A few days after the diagnosis, she and her husband, Pete, agreed to tell their sons, who were ages 11 and 14 at the time.

“That was the hardest,” she said. “It shakes your foundation.”

She endured chemotherapy, radiation and a mastectomy. The treatment ruined her tear ducts. She now has tiny pyrex tubes on both sides of her nose. Like many cancer patients who undergo chemotherapy, she lost her hair. With her energy drained, simple tasks became physically exhausting.

During treatment, her support network was strong. Faith and family kept her spirits high. Several friends provided meals for the family.

Anthony credits the care she received at St. Francis Hospital in Federal Way for saving her life. Her husband also instilled an inspiring thought: “Fighting cancer is not a sprint. It’s a marathon.”

After sitting out the 2008 Race for the Cure, Anthony returned for the 2009 walk — shortly after having a second mastectomy, this time on her right side.

In September, she will celebrate living cancer-free for five years. She got to see her oldest son, Alex, graduate from high school, with her youngest son, Adam, now a sophomore at Decatur High School.

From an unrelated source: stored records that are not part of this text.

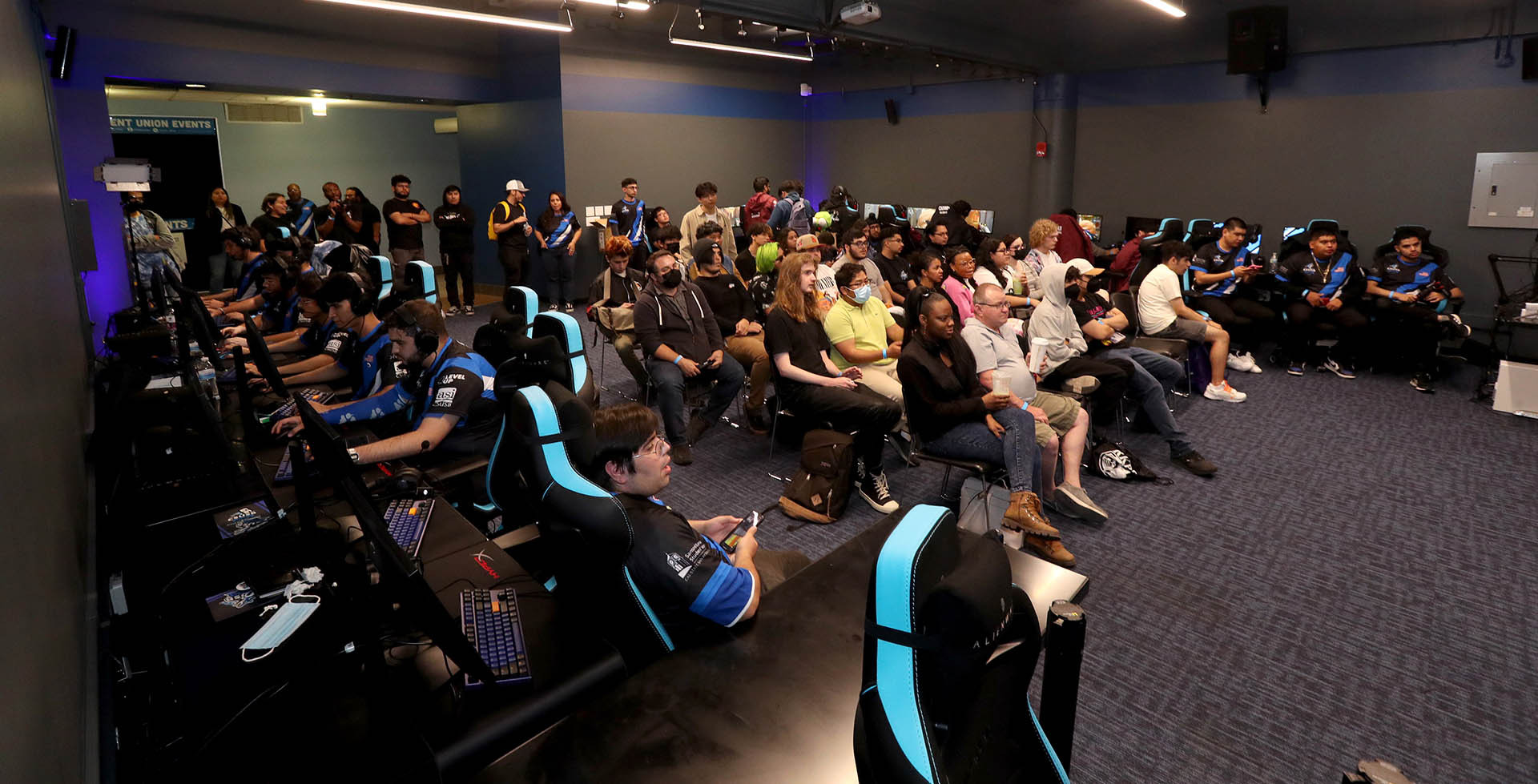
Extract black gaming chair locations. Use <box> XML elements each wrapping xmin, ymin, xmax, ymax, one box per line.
<box><xmin>854</xmin><ymin>505</ymin><xmax>1081</xmax><ymax>784</ymax></box>
<box><xmin>488</xmin><ymin>382</ymin><xmax>674</xmax><ymax>669</ymax></box>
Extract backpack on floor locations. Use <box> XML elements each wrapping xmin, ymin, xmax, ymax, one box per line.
<box><xmin>779</xmin><ymin>430</ymin><xmax>856</xmax><ymax>525</ymax></box>
<box><xmin>1085</xmin><ymin>441</ymin><xmax>1160</xmax><ymax>481</ymax></box>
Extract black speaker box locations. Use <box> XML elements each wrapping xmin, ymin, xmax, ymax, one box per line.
<box><xmin>1229</xmin><ymin>6</ymin><xmax>1287</xmax><ymax>74</ymax></box>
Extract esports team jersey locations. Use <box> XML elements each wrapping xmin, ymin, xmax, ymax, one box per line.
<box><xmin>615</xmin><ymin>493</ymin><xmax>754</xmax><ymax>633</ymax></box>
<box><xmin>609</xmin><ymin>199</ymin><xmax>646</xmax><ymax>246</ymax></box>
<box><xmin>1190</xmin><ymin>243</ymin><xmax>1249</xmax><ymax>296</ymax></box>
<box><xmin>1367</xmin><ymin>254</ymin><xmax>1458</xmax><ymax>294</ymax></box>
<box><xmin>1277</xmin><ymin>251</ymin><xmax>1358</xmax><ymax>300</ymax></box>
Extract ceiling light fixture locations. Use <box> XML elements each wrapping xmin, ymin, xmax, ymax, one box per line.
<box><xmin>1141</xmin><ymin>0</ymin><xmax>1186</xmax><ymax>18</ymax></box>
<box><xmin>309</xmin><ymin>0</ymin><xmax>572</xmax><ymax>32</ymax></box>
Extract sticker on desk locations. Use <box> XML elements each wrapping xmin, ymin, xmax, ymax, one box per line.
<box><xmin>214</xmin><ymin>501</ymin><xmax>272</xmax><ymax>540</ymax></box>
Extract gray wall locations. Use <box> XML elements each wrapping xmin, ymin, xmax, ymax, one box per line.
<box><xmin>0</xmin><ymin>0</ymin><xmax>97</xmax><ymax>782</ymax></box>
<box><xmin>107</xmin><ymin>99</ymin><xmax>460</xmax><ymax>254</ymax></box>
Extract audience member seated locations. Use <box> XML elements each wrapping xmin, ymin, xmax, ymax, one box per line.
<box><xmin>823</xmin><ymin>263</ymin><xmax>903</xmax><ymax>404</ymax></box>
<box><xmin>961</xmin><ymin>283</ymin><xmax>1107</xmax><ymax>523</ymax></box>
<box><xmin>586</xmin><ymin>403</ymin><xmax>811</xmax><ymax>637</ymax></box>
<box><xmin>1190</xmin><ymin>219</ymin><xmax>1277</xmax><ymax>373</ymax></box>
<box><xmin>896</xmin><ymin>292</ymin><xmax>1073</xmax><ymax>565</ymax></box>
<box><xmin>586</xmin><ymin>237</ymin><xmax>646</xmax><ymax>389</ymax></box>
<box><xmin>764</xmin><ymin>254</ymin><xmax>903</xmax><ymax>513</ymax></box>
<box><xmin>272</xmin><ymin>300</ymin><xmax>501</xmax><ymax>466</ymax></box>
<box><xmin>941</xmin><ymin>246</ymin><xmax>976</xmax><ymax>324</ymax></box>
<box><xmin>1277</xmin><ymin>227</ymin><xmax>1367</xmax><ymax>378</ymax></box>
<box><xmin>692</xmin><ymin>239</ymin><xmax>771</xmax><ymax>433</ymax></box>
<box><xmin>1065</xmin><ymin>258</ymin><xmax>1218</xmax><ymax>476</ymax></box>
<box><xmin>635</xmin><ymin>251</ymin><xmax>743</xmax><ymax>466</ymax></box>
<box><xmin>1367</xmin><ymin>227</ymin><xmax>1469</xmax><ymax>393</ymax></box>
<box><xmin>1137</xmin><ymin>241</ymin><xmax>1249</xmax><ymax>403</ymax></box>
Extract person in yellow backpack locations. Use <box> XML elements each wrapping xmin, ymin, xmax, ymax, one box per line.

Is she afraid the cancer will come back?

“I don’t dwell on it, but it’s in the back of my mind,” she said, noting how cancer changed her outlook in life, leading her to look at the positive side of things. “I appreciate everything more. Once you have cancer, you shed the negatives.”

Nowadays, Anthony is focused on doing her part to find a cure for breast cancer. Every year, she and a group of friends hold an informal fundraiser that nets a few thousand dollars for Komen. She participates in every Race for the Cure, and is training for a 5K run.

One other change in Kay Anthony’s life since her battle with cancer: “I started wearing pink a lot more.”